Homily for July 11th, 2017: St. Benedict.

St. Benedict, whom the Church celebrates today, was born in Norcia, some 70 miles north of Rome, probably around 480. His Catholic parents gave him a religious upbringing, sending him to Rome for studies as a teenager. Benedict reacted negatively to the worldliness of Rome. Convinced that for his soul’s health he should become a monk, he left Rome and journeyed east into the mountains of central Italy, where he took up residence in a cave, as a hermit. In time some of the pious nobility in Rome began to visit Benedict and to offer him their sons to rear them for almighty God. This enabled Benedict to form 12 monastic communities all under Benedict’s general oversight

          By age 50 Benedict, confident that his monks could remain faithful to their calling without him, journeyed south to Monte Cassino, between Rome and Naples, where he founded the monastic community which still exists today, and wrote what he himself calls his “little Rule for beginners.”  He died there in 547 or shortly thereafter, probably in his late sixties.
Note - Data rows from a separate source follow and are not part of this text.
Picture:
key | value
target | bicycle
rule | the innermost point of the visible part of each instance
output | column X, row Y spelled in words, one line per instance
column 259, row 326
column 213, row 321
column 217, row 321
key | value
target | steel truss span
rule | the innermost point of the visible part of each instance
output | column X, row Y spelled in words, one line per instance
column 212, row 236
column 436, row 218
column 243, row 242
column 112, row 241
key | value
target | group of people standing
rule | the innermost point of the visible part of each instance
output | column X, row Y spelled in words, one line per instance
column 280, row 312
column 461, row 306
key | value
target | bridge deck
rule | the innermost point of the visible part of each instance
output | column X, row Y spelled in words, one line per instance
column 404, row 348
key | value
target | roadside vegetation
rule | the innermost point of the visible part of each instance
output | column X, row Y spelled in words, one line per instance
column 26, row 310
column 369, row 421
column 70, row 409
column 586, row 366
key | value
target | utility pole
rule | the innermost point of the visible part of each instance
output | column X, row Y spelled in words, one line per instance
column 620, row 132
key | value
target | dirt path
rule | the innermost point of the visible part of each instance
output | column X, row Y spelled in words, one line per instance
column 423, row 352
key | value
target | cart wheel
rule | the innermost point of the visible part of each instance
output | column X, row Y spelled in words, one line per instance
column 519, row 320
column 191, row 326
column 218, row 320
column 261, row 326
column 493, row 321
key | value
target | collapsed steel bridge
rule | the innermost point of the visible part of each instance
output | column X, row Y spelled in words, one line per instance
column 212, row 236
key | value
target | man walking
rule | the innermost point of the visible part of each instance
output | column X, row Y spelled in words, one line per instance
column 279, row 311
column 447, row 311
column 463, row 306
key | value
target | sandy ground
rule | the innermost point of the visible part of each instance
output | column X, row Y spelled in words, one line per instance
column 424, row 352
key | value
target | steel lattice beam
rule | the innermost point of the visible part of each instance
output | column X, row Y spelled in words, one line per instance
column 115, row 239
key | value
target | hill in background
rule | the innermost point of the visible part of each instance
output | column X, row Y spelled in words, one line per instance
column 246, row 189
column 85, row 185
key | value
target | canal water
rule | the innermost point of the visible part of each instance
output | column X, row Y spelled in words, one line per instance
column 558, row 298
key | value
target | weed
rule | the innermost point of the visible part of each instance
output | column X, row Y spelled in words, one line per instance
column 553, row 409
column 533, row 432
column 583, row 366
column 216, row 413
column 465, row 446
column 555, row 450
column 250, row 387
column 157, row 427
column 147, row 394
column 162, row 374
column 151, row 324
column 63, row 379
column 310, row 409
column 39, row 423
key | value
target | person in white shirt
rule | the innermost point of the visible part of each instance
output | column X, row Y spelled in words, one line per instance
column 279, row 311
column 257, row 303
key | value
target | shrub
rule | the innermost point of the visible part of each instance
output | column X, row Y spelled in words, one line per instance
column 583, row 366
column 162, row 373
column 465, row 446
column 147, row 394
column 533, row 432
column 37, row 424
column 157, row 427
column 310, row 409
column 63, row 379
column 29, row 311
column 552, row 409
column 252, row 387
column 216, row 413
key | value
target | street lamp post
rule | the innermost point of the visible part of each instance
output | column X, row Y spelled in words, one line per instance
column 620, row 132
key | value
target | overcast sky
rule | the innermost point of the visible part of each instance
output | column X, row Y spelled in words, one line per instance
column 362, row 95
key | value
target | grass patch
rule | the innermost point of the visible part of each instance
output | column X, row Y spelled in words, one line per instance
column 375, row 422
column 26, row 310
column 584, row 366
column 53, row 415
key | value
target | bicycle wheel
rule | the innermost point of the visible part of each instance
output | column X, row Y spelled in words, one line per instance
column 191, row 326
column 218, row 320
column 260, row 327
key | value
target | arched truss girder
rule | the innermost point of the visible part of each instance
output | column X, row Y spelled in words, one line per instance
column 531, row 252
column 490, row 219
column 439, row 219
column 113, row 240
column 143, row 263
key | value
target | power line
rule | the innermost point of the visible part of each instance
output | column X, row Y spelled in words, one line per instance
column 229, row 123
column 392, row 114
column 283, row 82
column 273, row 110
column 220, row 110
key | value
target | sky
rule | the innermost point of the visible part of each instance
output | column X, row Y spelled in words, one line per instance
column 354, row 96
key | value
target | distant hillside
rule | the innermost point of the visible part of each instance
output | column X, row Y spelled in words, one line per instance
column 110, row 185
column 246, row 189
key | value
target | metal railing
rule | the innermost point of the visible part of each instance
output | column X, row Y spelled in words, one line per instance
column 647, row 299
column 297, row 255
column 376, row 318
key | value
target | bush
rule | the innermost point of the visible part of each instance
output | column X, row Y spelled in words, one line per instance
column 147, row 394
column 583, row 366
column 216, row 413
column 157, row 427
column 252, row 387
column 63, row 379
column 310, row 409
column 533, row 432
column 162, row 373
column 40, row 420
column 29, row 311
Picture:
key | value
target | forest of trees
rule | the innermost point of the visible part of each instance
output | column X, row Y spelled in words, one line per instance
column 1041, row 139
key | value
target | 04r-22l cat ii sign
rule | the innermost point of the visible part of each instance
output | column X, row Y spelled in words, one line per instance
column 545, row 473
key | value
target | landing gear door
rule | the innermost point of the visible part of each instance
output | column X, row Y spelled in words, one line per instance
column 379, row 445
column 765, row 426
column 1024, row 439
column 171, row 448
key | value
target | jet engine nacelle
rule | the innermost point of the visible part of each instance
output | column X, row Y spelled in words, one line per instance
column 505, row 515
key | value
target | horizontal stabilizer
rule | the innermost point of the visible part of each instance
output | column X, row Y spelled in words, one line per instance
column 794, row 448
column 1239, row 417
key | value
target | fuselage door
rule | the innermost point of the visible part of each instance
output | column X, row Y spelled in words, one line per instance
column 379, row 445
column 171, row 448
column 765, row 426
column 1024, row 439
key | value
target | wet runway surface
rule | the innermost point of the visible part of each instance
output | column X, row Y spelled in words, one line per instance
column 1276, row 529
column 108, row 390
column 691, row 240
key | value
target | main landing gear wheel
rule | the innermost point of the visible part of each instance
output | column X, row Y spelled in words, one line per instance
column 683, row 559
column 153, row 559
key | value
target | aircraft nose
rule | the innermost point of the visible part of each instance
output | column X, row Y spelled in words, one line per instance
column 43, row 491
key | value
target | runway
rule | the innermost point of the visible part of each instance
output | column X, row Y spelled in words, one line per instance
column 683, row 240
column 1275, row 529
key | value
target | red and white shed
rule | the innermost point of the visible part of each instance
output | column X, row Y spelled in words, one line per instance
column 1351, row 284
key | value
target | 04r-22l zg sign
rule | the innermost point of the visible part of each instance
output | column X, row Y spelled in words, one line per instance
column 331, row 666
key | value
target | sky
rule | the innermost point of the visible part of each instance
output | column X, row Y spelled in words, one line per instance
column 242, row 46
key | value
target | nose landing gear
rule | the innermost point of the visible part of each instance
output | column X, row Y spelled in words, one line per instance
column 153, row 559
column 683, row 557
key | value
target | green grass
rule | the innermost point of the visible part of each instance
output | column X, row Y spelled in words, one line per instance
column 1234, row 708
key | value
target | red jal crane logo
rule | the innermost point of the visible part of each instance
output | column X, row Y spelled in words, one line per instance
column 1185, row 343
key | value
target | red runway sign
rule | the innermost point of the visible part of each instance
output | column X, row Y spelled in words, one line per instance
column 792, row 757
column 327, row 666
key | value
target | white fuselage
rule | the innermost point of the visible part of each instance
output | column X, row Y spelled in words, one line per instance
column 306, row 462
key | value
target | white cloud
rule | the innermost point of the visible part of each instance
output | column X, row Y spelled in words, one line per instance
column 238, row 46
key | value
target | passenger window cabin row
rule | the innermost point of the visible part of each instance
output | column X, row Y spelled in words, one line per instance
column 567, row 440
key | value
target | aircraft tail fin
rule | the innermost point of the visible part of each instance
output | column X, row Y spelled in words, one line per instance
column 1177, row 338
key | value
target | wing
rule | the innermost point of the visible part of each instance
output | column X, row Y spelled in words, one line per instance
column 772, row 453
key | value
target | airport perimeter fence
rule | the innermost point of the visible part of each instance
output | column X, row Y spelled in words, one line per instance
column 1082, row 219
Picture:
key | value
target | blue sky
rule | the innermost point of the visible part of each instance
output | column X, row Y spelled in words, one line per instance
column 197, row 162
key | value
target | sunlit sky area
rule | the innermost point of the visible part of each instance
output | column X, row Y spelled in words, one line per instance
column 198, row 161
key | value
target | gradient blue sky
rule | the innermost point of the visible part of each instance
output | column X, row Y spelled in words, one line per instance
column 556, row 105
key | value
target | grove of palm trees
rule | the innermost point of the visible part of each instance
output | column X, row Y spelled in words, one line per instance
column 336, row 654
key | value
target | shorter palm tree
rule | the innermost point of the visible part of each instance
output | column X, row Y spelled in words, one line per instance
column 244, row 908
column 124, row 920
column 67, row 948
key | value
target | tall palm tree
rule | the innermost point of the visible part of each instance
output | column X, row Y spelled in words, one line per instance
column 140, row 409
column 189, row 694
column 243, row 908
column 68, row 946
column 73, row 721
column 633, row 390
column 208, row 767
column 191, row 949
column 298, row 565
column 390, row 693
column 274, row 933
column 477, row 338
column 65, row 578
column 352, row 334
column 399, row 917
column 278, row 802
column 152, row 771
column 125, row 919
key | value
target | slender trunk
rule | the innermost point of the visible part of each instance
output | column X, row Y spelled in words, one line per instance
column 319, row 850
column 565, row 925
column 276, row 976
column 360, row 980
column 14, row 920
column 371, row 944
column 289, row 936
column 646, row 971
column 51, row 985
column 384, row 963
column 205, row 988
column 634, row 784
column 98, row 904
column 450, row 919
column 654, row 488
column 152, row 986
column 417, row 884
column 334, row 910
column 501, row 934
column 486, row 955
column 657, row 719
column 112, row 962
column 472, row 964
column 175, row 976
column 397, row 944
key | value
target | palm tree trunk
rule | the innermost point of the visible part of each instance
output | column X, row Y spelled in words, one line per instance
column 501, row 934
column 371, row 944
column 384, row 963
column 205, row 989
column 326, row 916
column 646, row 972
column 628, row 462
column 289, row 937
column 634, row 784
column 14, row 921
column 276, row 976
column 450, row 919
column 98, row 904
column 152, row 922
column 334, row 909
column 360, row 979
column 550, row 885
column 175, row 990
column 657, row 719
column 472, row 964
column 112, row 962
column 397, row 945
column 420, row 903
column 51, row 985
          “We are going to establish a school for the service of the Lord,” Benedict writes in the Rule’s prologue. “In founding it we hope to introduce nothing harsh or burdensome.” Benedict makes it clear that his Rule is addressed to all – to the average person without any special gifts – and not just to spiritual athletes.  “As we advance in the religious life and in faith,” Benedict writes in his Rule, “our hearts expand and we run the way of God’s commandments with unspeakable sweetness of love” – words which clearly reflect Benedict’s own experience. 

          All over the world today men, and women as well, are still living according to Benedict’s Rule, more than thirty of them here in St. Louis. One of them, a Trappist monk at St. Joseph’s Abbey in Spencer, Massachusetts, helped me across the threshold of the Catholic Church at Easter 1960. He died there in 2006 at the age of 97. It was a lifetime of faithful observance of Benedict’s “little rule for beginners” which enabled him to write the beautiful words with which I close:

            “To fall in love with God is the greatest of all romances. To seek him, the greatest human adventure. To find him, the highest human achievement.”